2002'de gayet oturaklı bir şekilde iktidara gelindi.
Çevrenin önü 28 Şubat, 2007 e-muhtıra ile yine
kesilmek istendi. Ama yine olmadı.
- Peki 15 Temmuz darbe girişimi sırasında yaşananların, devrim sürecinin tamamlanmasındaki önemi nedir? - "Bir darbe girişimi var. Sokağa çıkın ve iktidarınıza
sahip olun" dendi. Demokratik düzende
iktidar, insanların iradesi, vicdanı ve onurudur,
dolayısıyla verdiği oydur. Yani insanlara "Gidin
kendi oyunuza, iradenize sahip çıkın" dendi ve
bu insanlar sokağa döküldü. Bu insanlar sandıkta
aldıkları iktidarlarını, orduya rağmen kimseye
teslim etmeyeceklerini gösterdi. Ben bunlara bakarak,
olayı da kendi dinamikleri üzerinde değerlendirmek
gerekir diyorum.
- Şimdi yeni Türkiye bu devrim üzerine kurulacak diyorsunuz.
- Bana göre yeni Türkiye, sivil Türkiye'dir.

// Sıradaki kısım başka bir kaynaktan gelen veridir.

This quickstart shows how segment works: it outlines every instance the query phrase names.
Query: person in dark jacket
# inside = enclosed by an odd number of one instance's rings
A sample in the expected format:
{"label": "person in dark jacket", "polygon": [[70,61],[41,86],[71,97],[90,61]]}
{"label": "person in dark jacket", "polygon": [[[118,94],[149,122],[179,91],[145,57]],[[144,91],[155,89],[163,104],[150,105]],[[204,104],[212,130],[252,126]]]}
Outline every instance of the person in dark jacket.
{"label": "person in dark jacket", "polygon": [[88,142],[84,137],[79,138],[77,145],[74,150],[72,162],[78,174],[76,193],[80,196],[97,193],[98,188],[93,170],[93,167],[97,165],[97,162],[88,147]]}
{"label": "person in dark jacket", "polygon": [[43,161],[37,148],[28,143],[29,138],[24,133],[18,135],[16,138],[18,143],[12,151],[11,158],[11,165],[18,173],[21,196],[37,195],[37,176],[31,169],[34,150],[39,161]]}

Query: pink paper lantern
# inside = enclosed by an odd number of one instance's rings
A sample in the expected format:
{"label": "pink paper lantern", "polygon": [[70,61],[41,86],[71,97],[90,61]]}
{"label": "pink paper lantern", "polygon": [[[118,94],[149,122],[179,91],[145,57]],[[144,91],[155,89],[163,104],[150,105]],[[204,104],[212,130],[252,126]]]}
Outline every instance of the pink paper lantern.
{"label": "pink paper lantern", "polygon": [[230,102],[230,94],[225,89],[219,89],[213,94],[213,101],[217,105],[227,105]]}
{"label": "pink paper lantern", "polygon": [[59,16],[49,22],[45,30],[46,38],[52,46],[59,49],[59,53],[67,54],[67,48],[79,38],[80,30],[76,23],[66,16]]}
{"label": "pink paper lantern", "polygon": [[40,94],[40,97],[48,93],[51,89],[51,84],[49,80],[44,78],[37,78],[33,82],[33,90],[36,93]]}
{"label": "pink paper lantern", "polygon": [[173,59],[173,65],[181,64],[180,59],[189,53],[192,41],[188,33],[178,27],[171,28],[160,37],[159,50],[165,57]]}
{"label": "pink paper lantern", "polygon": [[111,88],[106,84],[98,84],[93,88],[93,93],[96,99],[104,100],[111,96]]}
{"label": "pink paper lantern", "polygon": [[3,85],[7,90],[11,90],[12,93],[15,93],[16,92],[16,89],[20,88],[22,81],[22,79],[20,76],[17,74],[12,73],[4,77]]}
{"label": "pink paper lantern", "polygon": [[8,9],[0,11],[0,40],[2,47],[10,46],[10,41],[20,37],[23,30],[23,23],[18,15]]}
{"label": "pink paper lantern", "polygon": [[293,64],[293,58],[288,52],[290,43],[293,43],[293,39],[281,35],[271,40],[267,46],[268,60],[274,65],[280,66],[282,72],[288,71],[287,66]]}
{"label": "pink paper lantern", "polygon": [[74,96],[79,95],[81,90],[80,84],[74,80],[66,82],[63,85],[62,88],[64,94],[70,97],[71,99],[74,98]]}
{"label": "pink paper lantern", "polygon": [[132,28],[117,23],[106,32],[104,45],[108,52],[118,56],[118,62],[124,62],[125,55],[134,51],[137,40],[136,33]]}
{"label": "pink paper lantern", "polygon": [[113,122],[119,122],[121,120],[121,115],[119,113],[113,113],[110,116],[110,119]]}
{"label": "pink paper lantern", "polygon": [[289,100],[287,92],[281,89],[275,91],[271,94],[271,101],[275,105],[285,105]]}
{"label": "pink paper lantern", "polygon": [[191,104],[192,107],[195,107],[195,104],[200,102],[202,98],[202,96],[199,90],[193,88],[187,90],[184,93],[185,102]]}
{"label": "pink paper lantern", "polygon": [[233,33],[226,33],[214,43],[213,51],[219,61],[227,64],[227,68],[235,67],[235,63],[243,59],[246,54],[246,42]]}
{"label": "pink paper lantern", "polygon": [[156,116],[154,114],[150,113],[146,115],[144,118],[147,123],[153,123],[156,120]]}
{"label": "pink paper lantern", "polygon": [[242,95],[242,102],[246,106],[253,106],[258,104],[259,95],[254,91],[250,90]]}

Vesayetten arınmış Türkiye'dir. Türkiye'nin meselesi
siyaset üretme meselesidir. Yeni Türkiye
bunu içerir. Şimdi bu defa siyaseti sokaktaki halk
üretti. Yeni Türkiye bir sivilleşme hareketiyse, sivilleşmenin
son halkası tankın önünde
duran insandır.
TÜRKİYE İKTİDARIYLA MUHALEFETİYLE SİYASET ÜRETMEK ZORUNDA
- Darbe girişimine karşı sivil siyaset net tavır aldı. Sonrasında Recep Tayyip Erdoğan ve Binali Yıldırım ile Kılıçdaroğlu, Bahçeli bir araya gelip konuştular. Herkes bu buluşmaların önemli olduğunu düşünüyor. İktidar ve muhalefet arasındaki ılımlı hava sivilleşmenin önünü açar mı?
- Bütün gönlümle aklımla açmasını diliyorum. Türkiye'nin bu aşamaya gelmesi gerekiyordu. Geldi. Türkiye muhalefetiyle iktidarıyla siyaset üretmek zorundaydı. Bugün bunun önü açıldı. Umarım bu büyük bir zenginleşmeyle genişlemeyle devam eder.
- Siz, "60 yaşındayım, tüm darbeleri yaşadım" diyorsunuz. Ama darbeye karşı çıkan ama darbeyi hiç yaşamamış genç kuşaklar var Türkiye'de. Bu kuşakların sivilleşen Türkiye'ye katkısı nasıl olur?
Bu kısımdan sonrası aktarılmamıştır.